Oregon Health & Science University is establishing an emergency critical care network that could prove indispensable if Oregon experiences a secondary surge or ongoing waves of COVID-19 cases. Once established, the network could be useful over the long term to help in the event of a natural disaster that overwhelms local hospital capacity.

The U.S. Army is funding the project as a proof of concept at OHSU, as well as at eight other institutions across the country.

OHSU will expand its existing virtual intensive care unit platform to establish the new emergency critical care network.

Matthias Merkel, M.D., Ph.D.
Matthias Merkel, M.D., Ph.D.

“This will allow us to lead the effort in Oregon to connect rural areas to the expertise in our academic health center through easily deployable technology,” said Matthias Merkel, M.D., Ph.D., OHSU senior associate chief medical officer for capacity management and patient flow, and professor of anesthesiology and perioperative medicine in the OHSU School of Medicine.

The project would effectively expand OHSU’s existing ability to monitor real-time data throughout its own health system, dubbed Mission Control, and its virtual intensive care unit built on technology solutions developed by GE Healthcare.

2020_0604_mobile mission control_001
Matthias Merkel, M.D., Ph.D., checks hospital data across multiple hospitals at OHSU Mission Control. (OHSU/Kristyna Wentz-Graff)

The proof of concept, which would establish the equivalent of intensive care in far-flung locations, would be deployed remotely on Microsoft Azure’s cloud and would leverage Microsoft Teams to enable communication among clinicians.

The system would enable video as well as continuous, remote monitoring of parameters, such as blood pressure and oxygen flow, from rural hospitals or even temporary quarters, such as armories or tents, giving those facilities access to specialist surveillance and expertise at OHSU.

OHSU leaders envision developing the platform so that OHSU can use it to help manage critically ill patients in far-flung areas across Oregon during a disaster and adding to the expanding options with OHSU virtual critical care.

“Perhaps the greatest power of digital in health care is its ability to give clinicians the right patient information they need, when and how they need it,” said Anders Wold, president and chief executive officer of GE Health Care Clinical Care Solutions. “Digital pulls in data from various devices and parameters, presents it remotely and makes it actionable for clinicians in the tie of crisis, whether on an individual or larger scale.”

The Army is funding the initial proof of concept with $210,000, followed by additional funding for additional deployment and testing.

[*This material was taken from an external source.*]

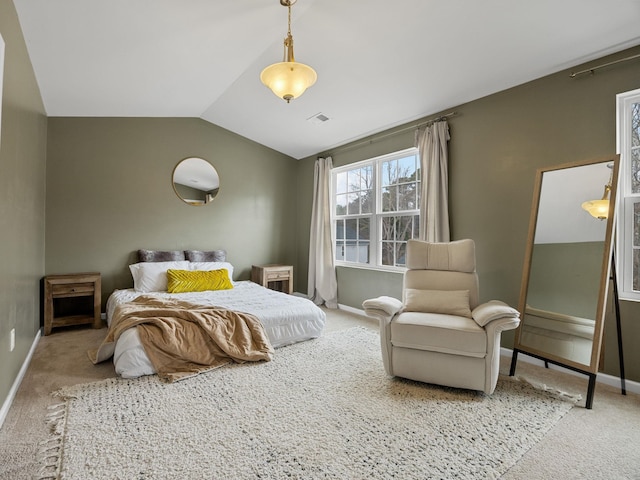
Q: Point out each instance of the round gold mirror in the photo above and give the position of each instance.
(195, 181)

The goal is to develop a remote critical care management platform that could be useful in military operations overseas and to help in public health disasters within the U.S.

David Zonies, M.D., M.P.H.
David Zonies, M.D., M.P.H.

“If there’s another natural disaster or a pandemic, we’ll have this national critical care network available to be used by FEMA or the Department of Defense,” said David Zonies, M.D., associate chief medical officer for critical care services at OHSU, and professor of surgery (trauma, critical care and acute care surgery) in the OHSU School of Medicine.

Zonies, who also serves as a colonel in the U.S. Air Force Reserve, envisions using the platform over the long term in Oregon.

“The military is really interested in prolonged field care,” Zonies said. “When you’re under attack, or you can’t fly a military transport jet or helicopter to get combat casualties out, how can you support the unit when they may not have an ICU doctor on the ground?

“Rather than fly out to a place, we should be able to take care of dozens and dozens of patients simultaneously.”